IVF Cycle; A complete round of treatment, including all parts of the agreed protocol.
Medicated or Natural Cycle FET; There are two possible options for performing a frozen embryo transfer (FET): Natural-Cycle FET (NC-FET) and medicated FET. A natural cycle FET is ideal for woman with regular ovulation and monthly menstrual cycles. In a medicated FET, Oestrogen and Progesterone are administered to mimic the body’s cycle and help the endometrium thicken and become receptive.
Morphology; A measure of the size and shape of sperm.
Motility; A measure of the movement and swimming of sperm.
Natural Cycle; An IVF treatment where no drugs are used to induce egg production.
OHSS; Ovarian Hyper Stimulation Syndrome - a medical condition that can occur in some women who take fertility medication to stimulate egg growth.
Oligoasthenoteratozoospermia (OAT); A condition that includes a low number of sperm, poor sperm movement and abnormal sperm shape. OAT is the most common cause of male sub fertility and is generally only suitable for ICSI treatment if repeated tests show no improvement.
Ovitrelle; A copy of the natural hormone ‘human chorionic gonadotropin’ or hCG, also known as the 'pregnancy' hormone. Because of its similarity to luteinising hormone (LH), Ovitrelle is also used to trigger ovulation. It is used in women who have received treatment to stimulate their ovaries, to trigger ovulation (the release of eggs by the ovaries) and the development of a special structure on the ovary that helps pregnancy.
PICSI; A method of sperm selection which is in addition to ICSI. PICSI helps embryologists in sperm selection.
Progesterone; Used to support early pregnancy in women having IVF. It is usual for this to be administered via a pessary. Progesterone acts on the womb lining and causes it to thicken in preparation for a fertilised egg to implant. As a side note, it is normal to have constipation while on this treatment. A common type of progesterone used in IVF treatment is Utrogestan.

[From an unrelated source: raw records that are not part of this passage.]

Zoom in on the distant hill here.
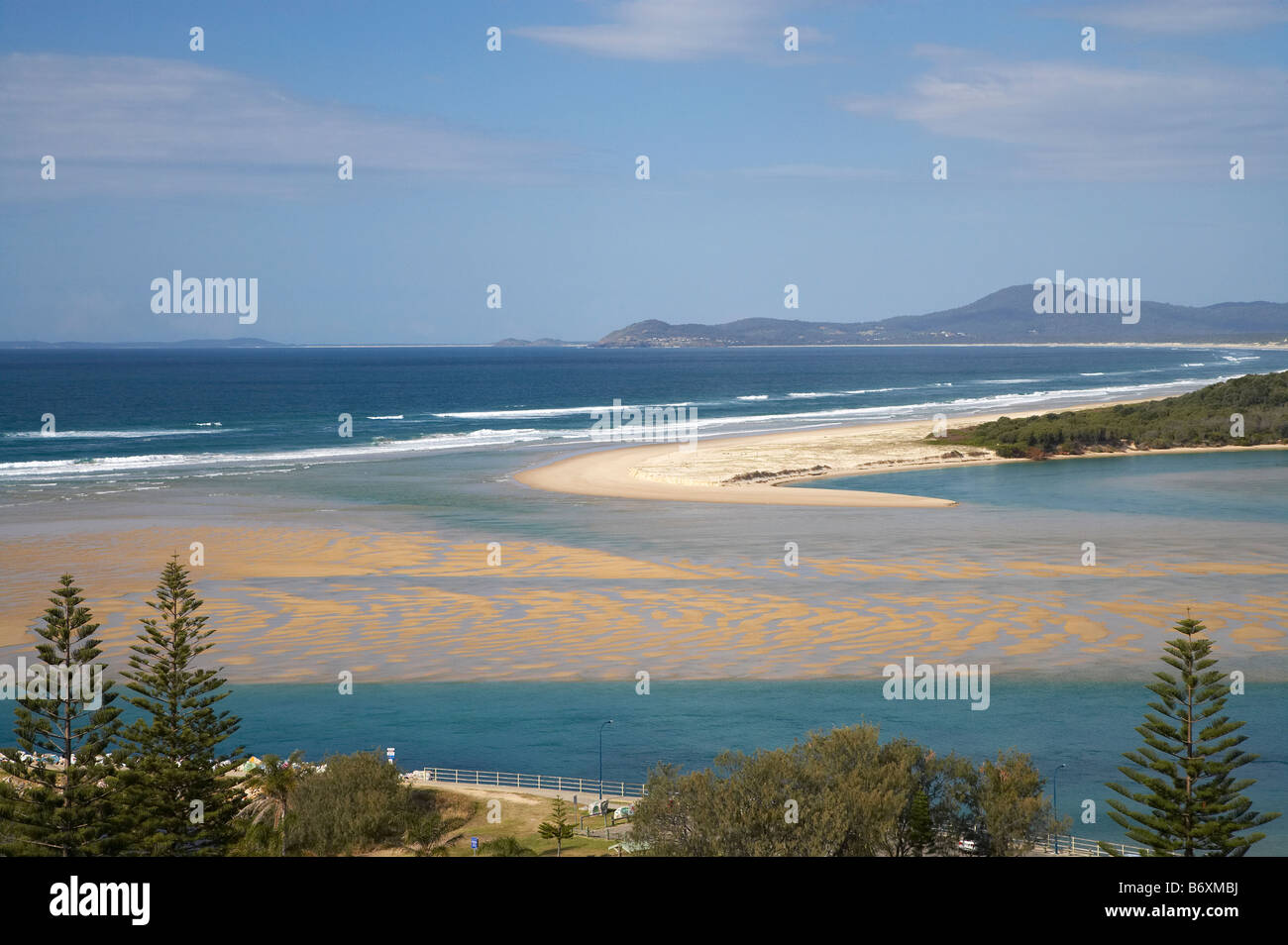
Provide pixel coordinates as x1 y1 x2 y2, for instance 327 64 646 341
595 284 1288 348
0 339 291 349
492 339 590 348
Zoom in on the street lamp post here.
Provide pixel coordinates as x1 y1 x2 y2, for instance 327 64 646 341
599 718 613 826
1051 765 1069 856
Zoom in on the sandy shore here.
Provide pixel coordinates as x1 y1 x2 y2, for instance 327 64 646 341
514 398 1162 508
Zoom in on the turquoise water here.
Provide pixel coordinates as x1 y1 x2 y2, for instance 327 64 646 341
0 348 1288 855
226 680 1288 855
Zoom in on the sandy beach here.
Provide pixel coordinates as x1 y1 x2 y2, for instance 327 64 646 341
514 398 1138 508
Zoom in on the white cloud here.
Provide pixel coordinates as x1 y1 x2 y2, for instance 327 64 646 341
842 47 1288 180
512 0 821 61
0 54 569 197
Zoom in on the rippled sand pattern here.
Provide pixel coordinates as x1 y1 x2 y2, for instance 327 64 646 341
0 527 1288 684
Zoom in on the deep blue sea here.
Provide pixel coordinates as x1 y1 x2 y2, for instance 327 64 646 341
0 347 1288 854
0 348 1288 480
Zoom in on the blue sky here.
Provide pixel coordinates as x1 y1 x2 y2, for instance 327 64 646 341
0 0 1288 344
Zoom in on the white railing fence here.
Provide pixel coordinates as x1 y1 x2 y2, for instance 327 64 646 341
1035 833 1149 856
407 768 645 797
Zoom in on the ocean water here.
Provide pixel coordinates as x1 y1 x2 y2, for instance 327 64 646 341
226 680 1288 856
0 348 1288 481
0 348 1288 854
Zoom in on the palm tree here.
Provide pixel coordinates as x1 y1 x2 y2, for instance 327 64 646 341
403 811 465 856
237 751 304 856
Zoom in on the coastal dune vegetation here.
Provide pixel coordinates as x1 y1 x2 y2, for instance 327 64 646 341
926 370 1288 460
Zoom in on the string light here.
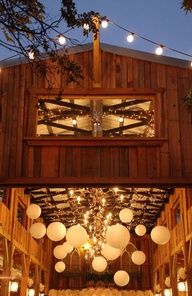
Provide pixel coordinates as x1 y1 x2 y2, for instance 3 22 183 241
83 24 89 31
28 50 35 60
58 35 66 45
127 33 135 43
101 20 108 29
155 45 163 55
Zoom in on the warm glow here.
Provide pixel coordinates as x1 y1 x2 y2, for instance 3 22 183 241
164 289 172 296
28 50 35 60
58 35 66 45
9 282 19 292
177 282 187 292
127 33 135 43
155 46 163 55
101 21 108 29
83 24 89 31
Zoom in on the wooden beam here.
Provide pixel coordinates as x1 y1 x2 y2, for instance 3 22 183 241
0 177 192 188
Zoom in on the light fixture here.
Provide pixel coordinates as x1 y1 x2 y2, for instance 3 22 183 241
127 33 135 43
27 289 35 296
101 20 108 29
177 282 187 292
9 282 19 292
83 24 89 31
164 289 172 296
58 35 66 45
155 45 163 55
28 50 35 60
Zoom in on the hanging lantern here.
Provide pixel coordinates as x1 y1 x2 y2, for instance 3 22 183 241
106 224 130 250
27 204 41 219
151 225 170 245
119 208 133 223
47 222 66 242
66 225 88 248
55 261 65 272
53 245 67 259
63 242 73 254
165 276 171 288
101 244 121 260
113 270 129 287
29 222 46 239
92 256 107 272
131 251 146 265
135 224 147 236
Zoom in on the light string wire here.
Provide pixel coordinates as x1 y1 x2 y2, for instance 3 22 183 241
0 19 192 63
108 20 192 58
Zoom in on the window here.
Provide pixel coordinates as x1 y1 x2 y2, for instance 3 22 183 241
36 96 155 137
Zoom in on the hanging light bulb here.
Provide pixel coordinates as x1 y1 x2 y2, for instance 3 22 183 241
127 33 135 43
155 45 163 55
83 24 89 31
28 50 35 60
101 20 108 29
58 35 66 45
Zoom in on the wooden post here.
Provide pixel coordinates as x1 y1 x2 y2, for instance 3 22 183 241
93 17 101 88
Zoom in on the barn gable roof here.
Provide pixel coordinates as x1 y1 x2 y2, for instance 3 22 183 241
0 43 190 68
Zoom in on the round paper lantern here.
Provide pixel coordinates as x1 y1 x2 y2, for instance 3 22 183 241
66 225 88 248
27 204 41 219
55 261 65 272
53 245 67 259
113 270 129 287
63 242 73 254
29 222 46 239
165 276 171 288
135 224 147 236
151 225 170 245
106 224 130 250
177 267 186 280
119 208 133 223
131 251 146 265
47 222 66 242
101 244 121 260
92 256 107 272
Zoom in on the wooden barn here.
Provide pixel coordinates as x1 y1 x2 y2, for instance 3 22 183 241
0 31 192 296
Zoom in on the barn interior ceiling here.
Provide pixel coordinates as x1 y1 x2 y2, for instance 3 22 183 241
25 187 173 232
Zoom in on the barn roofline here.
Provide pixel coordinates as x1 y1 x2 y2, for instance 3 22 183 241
0 43 191 68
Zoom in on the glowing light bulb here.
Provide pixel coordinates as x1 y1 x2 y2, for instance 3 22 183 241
155 46 163 55
101 20 108 29
127 33 135 43
28 50 35 60
119 117 124 122
58 35 66 45
83 24 89 31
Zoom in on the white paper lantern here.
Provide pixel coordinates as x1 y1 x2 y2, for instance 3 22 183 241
66 225 88 248
106 224 130 250
53 245 67 259
151 225 170 245
27 204 41 219
165 276 171 288
135 224 147 236
92 256 107 272
29 222 46 239
101 244 121 260
113 270 129 287
119 208 133 223
47 222 66 242
55 261 65 272
131 251 146 265
63 242 73 254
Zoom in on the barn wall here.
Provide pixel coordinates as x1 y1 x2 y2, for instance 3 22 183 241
0 51 192 183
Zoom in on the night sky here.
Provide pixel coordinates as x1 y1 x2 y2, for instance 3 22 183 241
0 0 192 60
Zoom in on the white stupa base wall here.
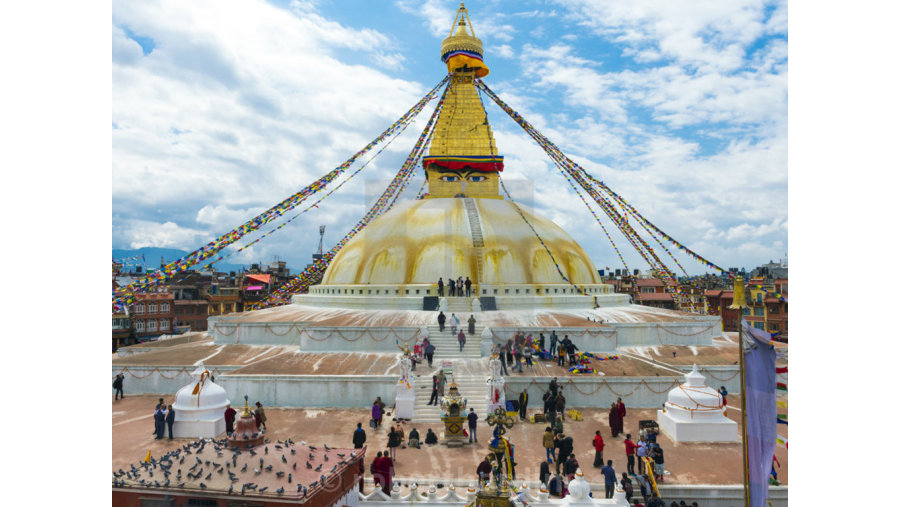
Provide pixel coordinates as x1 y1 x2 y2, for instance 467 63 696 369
656 410 740 442
172 414 225 438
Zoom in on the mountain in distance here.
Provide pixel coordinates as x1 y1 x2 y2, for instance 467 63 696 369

PUPO; Pregnant Until Proven Otherwise. A common fertility slang term used on fertility forums once a woman has undergone a successful embryo transfer. However, pregnancy is not actually achieved until implantation has successfully occurred and this can only be measured up to 14 days after transfer depending on the stage of the embryo at transfer, via a urine or blood test.
Transvaginal Ultrasound; An internal ultrasound examination via the vagina to observe the female reproductive organs including the uterus (womb), fallopian tubes, ovaries, cervix and vagina. This is a common fertility related procedure.
TSH; Thyroid Stimulating Hormone. A TSH test is a blood test that measures this hormone and most clinics require this to be read and results supplied to them before treatment can commence given that there is evidence that thyroid hormones play a big part in fertility and pregnancy. If the thyroid is over or under active, this can affect ovulation regulation and reduce fertility.
Zygote; The union of the sperm cell and the egg cell. Also known as a fertilised ovum (egg).